My mother taught me TO APPRECIATE A JOB WELL DONE. “If you’re going to kill each other, do it outside. I just finished cleaning.”
My mother taught me about TIME TRAVEL. “If you don’t straighten up, I’m going to knock you into the middle of next week!”
My mother taught me LOGIC. “Because I said so, that’s why.”
My mother taught me FORESIGHT. “Make sure you wear clean underwear, in case you’re in an accident.”
My mother taught me IRONY. “Keep crying and I’ll give you something to cry about.”
My mother taught me about the science of OSMOSIS. “Shut your mouth and eat your supper.”
My mother taught me about PATIENCE. “You’ll sit there until all that spinach is gone.”
My mother taught me about WEATHER. “This room of yours looks as if a tornado went through it.”
My mother taught me about HYPOCRISY. “If I told you once, I’ve told you a million times.
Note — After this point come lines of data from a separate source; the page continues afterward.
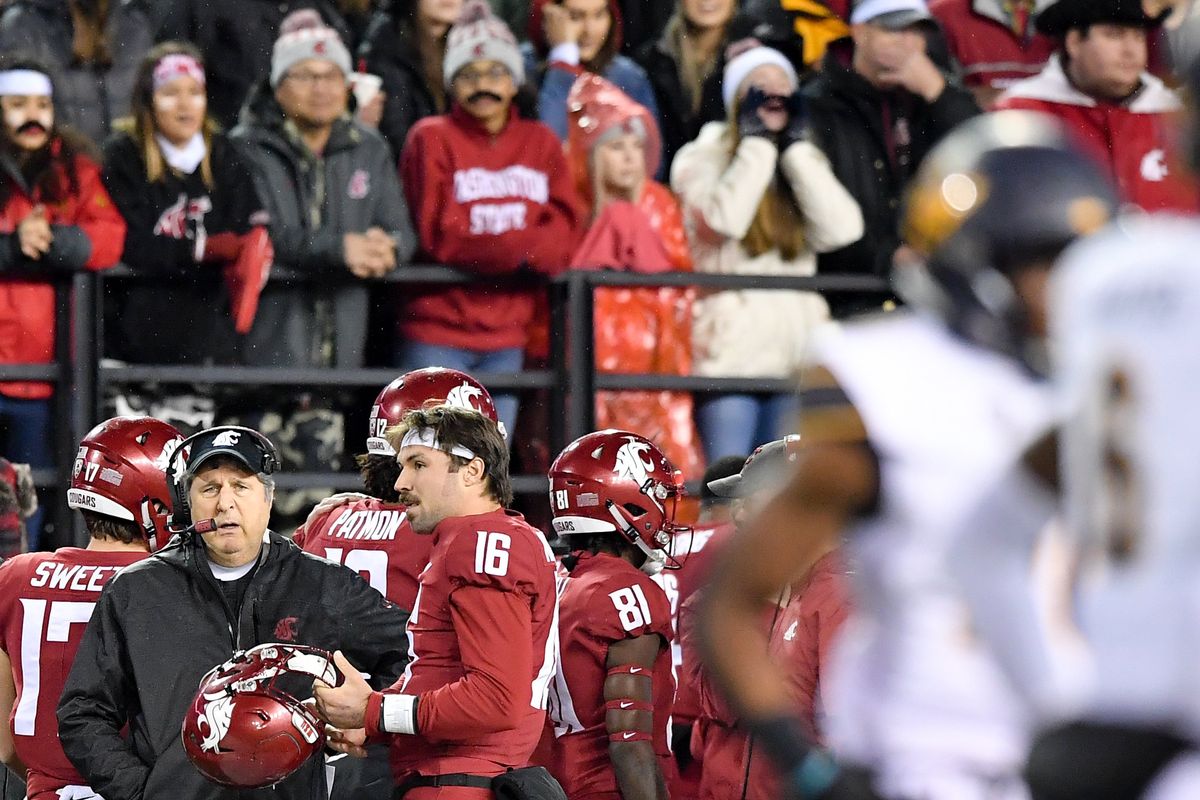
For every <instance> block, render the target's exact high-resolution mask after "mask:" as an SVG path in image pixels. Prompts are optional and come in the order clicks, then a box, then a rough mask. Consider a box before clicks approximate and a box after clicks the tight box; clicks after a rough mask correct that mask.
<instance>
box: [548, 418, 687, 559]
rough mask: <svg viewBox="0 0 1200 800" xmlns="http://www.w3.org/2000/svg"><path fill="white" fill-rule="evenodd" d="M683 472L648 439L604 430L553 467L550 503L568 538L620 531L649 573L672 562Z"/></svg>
mask: <svg viewBox="0 0 1200 800" xmlns="http://www.w3.org/2000/svg"><path fill="white" fill-rule="evenodd" d="M683 495H684V488H683V474H682V473H680V471H679V470H677V469H676V468H674V467H673V465H672V464H671V462H670V461H668V459H667V457H666V456H664V455H662V451H661V450H659V449H658V447H656V446H655V445H654V443H653V441H650V440H649V439H647V438H646V437H641V435H638V434H636V433H630V432H629V431H616V429H612V428H610V429H607V431H598V432H595V433H589V434H587V435H583V437H580V438H578V439H576V440H575V441H572V443H571V444H569V445H568V446H566V449H565V450H564V451H563V452H562V453H559V456H558V458H556V459H554V463H553V464H551V467H550V505H551V509H552V512H553V522H552V524H553V525H554V531H556V533H557V534H558V535H559V536H562V537H570V536H577V535H581V534H602V533H616V534H619V535H620V536H622V537H623V539H625V540H626V541H629V542H630V543H631V545H634V546H635V547H637V549H640V551H641V552H642V553H643V554H644V555H646V561H644V563H643V564H642V570H643V571H644V572H647V573H649V575H655V573H656V572H659V571H661V570H662V567H664V566H665V564H666V555H667V554H666V549H665V548H666V547H667V545H668V543H670V542H671V540H672V536H673V535H674V534H676V533H680V531H682V530H684V529H683V528H680V527H678V525H676V524H674V515H676V504H677V503H678V500H679V498H682V497H683Z"/></svg>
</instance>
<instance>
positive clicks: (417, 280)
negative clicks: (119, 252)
mask: <svg viewBox="0 0 1200 800" xmlns="http://www.w3.org/2000/svg"><path fill="white" fill-rule="evenodd" d="M6 277H19V273H16V275H14V273H12V272H10V273H7V275H6ZM31 277H34V276H31ZM36 277H37V279H41V281H46V279H48V278H47V277H46V276H44V275H38V276H36ZM340 277H341V276H329V275H310V273H304V272H296V271H292V270H286V269H281V267H276V269H274V270H272V272H271V281H281V282H300V283H328V282H330V281H336V279H340ZM144 278H150V279H161V276H140V275H138V273H134V272H133V271H131V270H130V269H128V267H125V266H118V267H115V269H113V270H106V271H103V272H78V273H74V275H65V276H53V277H52V278H49V279H52V281H54V283H55V289H56V303H55V308H56V311H55V314H56V330H58V331H59V332H60V335H59V336H58V341H56V343H55V361H54V362H53V363H49V365H4V363H0V381H2V380H46V381H50V383H53V384H55V386H56V389H58V391H55V395H54V429H53V452H54V463H55V467H54V468H52V469H40V470H35V473H34V479H35V482H36V483H37V486H38V487H40V488H54V487H62V486H65V485H67V483H68V482H70V480H71V465H72V463H73V462H74V452H76V445H77V443H78V441H79V439H82V438H83V435H84V434H85V433H86V432H88V431H89V429H90V428H91V427H92V426H95V425H96V423H97V422H98V421H100V420H101V419H103V409H102V404H103V397H104V391H106V389H107V387H110V386H121V385H133V384H145V383H155V384H160V385H182V386H190V385H192V386H194V385H205V384H209V385H215V384H218V385H222V386H247V387H251V386H311V387H352V389H353V387H361V389H379V387H382V386H384V385H385V384H388V383H389V381H390V380H392V379H394V378H395V377H396V374H397V373H396V369H395V368H386V367H384V368H361V369H341V368H334V367H244V366H164V365H124V363H121V365H116V363H112V362H107V361H104V360H103V359H102V355H103V354H102V347H103V323H104V320H103V317H102V308H103V306H102V297H103V285H104V283H106V282H107V281H138V279H144ZM346 279H353V278H352V276H350V275H349V273H348V272H347V273H346ZM520 279H523V281H529V279H530V278H528V277H526V278H518V281H520ZM476 281H478V278H475V277H474V276H472V275H469V273H466V272H463V271H460V270H455V269H451V267H446V266H440V265H412V266H403V267H400V269H397V270H394V271H392V272H391V273H389V275H388V276H386V277H384V278H380V279H379V282H380V283H389V284H409V285H413V284H426V285H428V284H440V285H463V284H470V283H474V282H476ZM496 283H497V282H496V281H490V284H496ZM661 285H671V287H697V288H701V289H767V290H784V289H792V290H805V291H821V293H826V291H840V293H862V294H881V295H882V294H886V293H887V290H888V284H887V282H886V281H884V279H882V278H877V277H872V276H847V275H841V276H839V275H818V276H811V277H793V276H781V275H774V276H754V275H710V273H698V272H661V273H654V275H642V273H635V272H619V271H611V270H572V271H569V272H565V273H564V275H560V276H558V277H557V278H553V279H551V281H548V284H547V289H548V291H550V308H551V359H550V366H548V368H547V369H528V371H522V372H517V373H479V374H476V375H475V378H478V379H479V380H480V383H482V384H484V385H485V386H487V387H488V390H491V391H492V392H504V391H528V390H547V391H548V396H550V403H551V408H550V443H551V450H552V451H554V452H557V451H558V450H560V449H562V447H563V446H565V445H566V443H569V441H571V440H572V439H575V438H577V437H580V435H583V434H584V433H588V432H589V431H592V429H593V420H594V411H595V404H594V397H595V392H596V390H622V389H626V390H674V391H690V392H695V393H713V392H721V393H727V392H778V391H788V390H790V389H791V383H790V381H788V380H786V379H755V378H706V377H698V375H665V374H643V373H620V374H614V373H607V374H598V373H596V369H595V357H594V347H593V345H594V342H593V336H592V332H593V307H594V306H593V295H594V290H595V289H596V288H598V287H661ZM62 331H67V333H68V335H67V336H62V335H61V332H62ZM64 387H67V389H68V391H62V389H64ZM0 455H2V453H0ZM277 485H278V486H280V487H281V488H286V489H288V488H310V487H332V488H335V489H338V491H346V489H355V488H358V487H359V486H360V481H359V476H358V473H355V471H340V473H334V471H330V473H281V474H280V475H278V476H277ZM514 489H515V491H516V492H517V493H518V494H534V493H542V492H545V491H546V479H545V476H542V475H518V476H515V477H514ZM47 505H48V509H47V521H46V523H47V528H46V530H47V534H46V540H44V543H46V546H48V547H60V546H64V545H83V543H85V542H86V534H85V531H84V530H83V528H82V522H80V521H79V519H78V517H77V516H76V515H71V513H70V511H68V510H67V507H66V504H65V503H49V504H47Z"/></svg>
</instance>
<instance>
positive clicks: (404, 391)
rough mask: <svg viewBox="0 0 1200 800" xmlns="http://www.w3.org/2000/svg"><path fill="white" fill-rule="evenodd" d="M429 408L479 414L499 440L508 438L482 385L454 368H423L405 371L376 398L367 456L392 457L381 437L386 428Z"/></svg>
mask: <svg viewBox="0 0 1200 800" xmlns="http://www.w3.org/2000/svg"><path fill="white" fill-rule="evenodd" d="M431 405H454V407H455V408H466V409H472V410H474V411H479V413H480V414H482V415H484V416H486V417H487V419H488V420H491V421H492V422H494V423H496V425H497V426H498V427H499V429H500V435H502V437H504V438H505V439H508V438H509V434H508V432H506V431H505V429H504V423H503V422H500V416H499V414H497V413H496V403H493V402H492V396H491V393H488V391H487V390H486V389H484V384H481V383H479V381H478V380H475V379H474V378H472V377H470V375H468V374H467V373H464V372H458V371H457V369H450V368H448V367H426V368H424V369H413V371H412V372H406V373H404V374H402V375H401V377H400V378H397V379H396V380H394V381H391V383H390V384H388V385H386V386H384V387H383V391H380V392H379V396H378V397H376V402H374V404H373V405H372V407H371V420H370V423H368V425H370V428H368V432H367V453H370V455H372V456H395V455H396V450H395V449H394V447H392V446H391V445H390V444H389V443H388V438H386V437H385V435H384V434H385V433H386V431H388V428H390V427H392V426H395V425H400V422H401V420H403V419H404V415H406V414H408V413H409V411H414V410H416V409H420V408H426V407H431Z"/></svg>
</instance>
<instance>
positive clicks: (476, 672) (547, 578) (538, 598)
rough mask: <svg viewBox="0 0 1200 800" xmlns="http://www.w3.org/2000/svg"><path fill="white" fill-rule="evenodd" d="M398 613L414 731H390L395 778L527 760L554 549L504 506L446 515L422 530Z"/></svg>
mask: <svg viewBox="0 0 1200 800" xmlns="http://www.w3.org/2000/svg"><path fill="white" fill-rule="evenodd" d="M432 539H433V548H432V551H431V553H430V563H428V566H427V567H426V569H425V571H424V572H422V573H421V582H420V590H419V591H418V594H416V602H415V603H414V604H413V613H412V615H410V616H409V619H408V640H409V655H410V656H412V660H410V662H409V664H408V668H407V669H406V672H404V676H403V678H402V679H401V680H400V681H398V682H397V684H396V685H395V686H394V687H392V688H391V690H388V691H389V692H394V691H396V692H402V693H404V694H416V696H418V698H419V699H418V703H416V730H418V735H416V736H407V735H396V736H392V739H391V763H392V769H394V771H395V774H396V776H397V777H401V776H403V775H406V774H410V772H420V774H422V775H440V774H445V772H468V774H473V775H497V774H499V772H503V771H504V770H505V769H508V768H521V766H526V765H528V763H529V757H530V756H532V754H533V751H534V747H536V745H538V738H539V736H540V735H541V729H542V726H544V724H545V720H546V693H547V691H548V687H550V681H551V679H552V676H553V674H554V645H556V642H557V637H558V602H557V596H556V587H554V569H556V567H554V554H553V552H552V551H551V549H550V545H547V543H546V537H545V536H544V535H542V533H541V531H540V530H538V529H536V528H533V527H532V525H529V524H528V523H527V522H526V521H524V518H523V517H522V516H521V515H518V513H516V512H511V511H508V512H506V511H503V510H499V511H493V512H488V513H482V515H473V516H468V517H451V518H449V519H445V521H443V522H442V523H439V524H438V527H437V528H436V529H434V530H433V534H432Z"/></svg>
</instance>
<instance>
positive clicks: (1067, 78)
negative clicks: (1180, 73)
mask: <svg viewBox="0 0 1200 800" xmlns="http://www.w3.org/2000/svg"><path fill="white" fill-rule="evenodd" d="M1159 22H1160V17H1150V16H1147V14H1146V12H1145V11H1144V8H1142V5H1141V4H1140V2H1134V1H1133V0H1058V2H1056V4H1054V5H1052V6H1050V7H1049V8H1046V10H1045V11H1043V12H1042V14H1039V16H1038V20H1037V24H1038V30H1039V31H1042V32H1043V34H1046V35H1049V36H1052V37H1055V38H1056V40H1057V41H1058V43H1060V44H1058V52H1057V53H1056V54H1055V55H1054V58H1051V59H1050V61H1049V64H1046V66H1045V68H1044V70H1043V71H1042V72H1040V73H1039V74H1038V76H1037V77H1034V78H1028V79H1027V80H1022V82H1020V83H1018V84H1016V85H1014V86H1013V88H1012V89H1009V90H1008V91H1007V92H1004V95H1002V96H1001V98H1000V101H997V103H996V108H1001V109H1003V108H1020V109H1030V110H1036V112H1043V113H1046V114H1052V115H1054V116H1056V118H1058V119H1060V120H1061V121H1062V122H1063V124H1064V125H1066V126H1067V127H1068V128H1069V130H1070V132H1072V133H1073V134H1074V136H1075V138H1076V140H1078V142H1079V144H1080V146H1081V148H1082V149H1084V150H1085V151H1086V152H1090V154H1091V155H1092V156H1093V157H1094V158H1096V160H1097V161H1098V162H1099V163H1100V164H1103V166H1104V167H1105V168H1106V169H1108V172H1109V175H1110V176H1111V178H1112V180H1114V182H1115V184H1116V185H1117V188H1118V191H1120V192H1121V199H1122V200H1124V201H1126V203H1129V204H1133V205H1136V206H1139V207H1141V209H1144V210H1146V211H1194V210H1195V209H1196V204H1198V192H1196V186H1195V184H1194V182H1193V181H1192V180H1190V179H1189V176H1188V175H1187V174H1186V172H1184V169H1183V167H1182V166H1181V164H1177V163H1176V160H1175V157H1174V154H1172V148H1171V130H1172V127H1174V126H1175V125H1176V121H1175V120H1174V116H1175V115H1176V114H1177V112H1180V110H1181V108H1182V104H1181V102H1180V98H1178V97H1177V96H1176V94H1175V92H1174V91H1171V90H1170V89H1168V88H1166V86H1165V85H1164V84H1163V82H1162V80H1159V79H1158V78H1156V77H1153V76H1152V74H1150V73H1148V72H1146V66H1147V64H1148V60H1150V55H1148V44H1147V38H1148V34H1150V31H1151V30H1152V29H1154V28H1157V26H1158V24H1159Z"/></svg>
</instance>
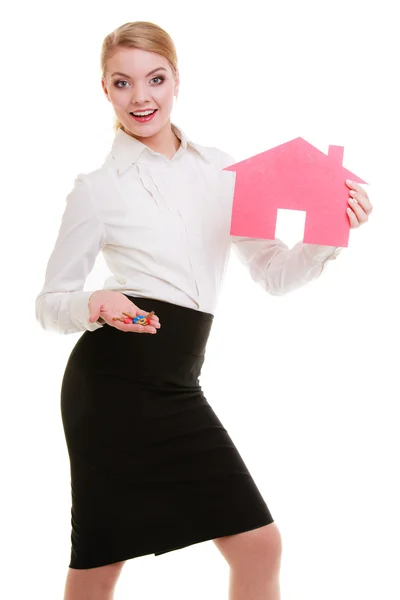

Don’t exaggerate!”
My mother taught me the CIRCLE OF LIFE. “I brought you into this world, and I can take you out.
My mother taught me about ENVY. “There are millions of less fortunate children in this world who don’t have wonderful parents like you do.”
My mother taught me about ANTICIPATION. “Just wait until we get home.”
My mother taught me ESP. “Put your sweater on; don’t you think I know when you are cold?”
My mother taught me MEDICAL SCIENCE. “If you don’t stop crossing your eyes, they are going to freeze that way.”
My mother taught me HUMOR. “When that lawn mower cuts off your toes, don’t come running to me.”
My mother taught me HOW TO BECOME AN ADULT. “If you don’t eat your vege-tables, you’ll never grow up.”
My mother taught me GENETICS. “You’re just like your father.”
My mother taught me WISDOM. “When you get to be my age, you’ll understand.”
And my favorite…my mother taught me about JUSTICE. “One day you’ll have kids, and I hope they turn out just like you!”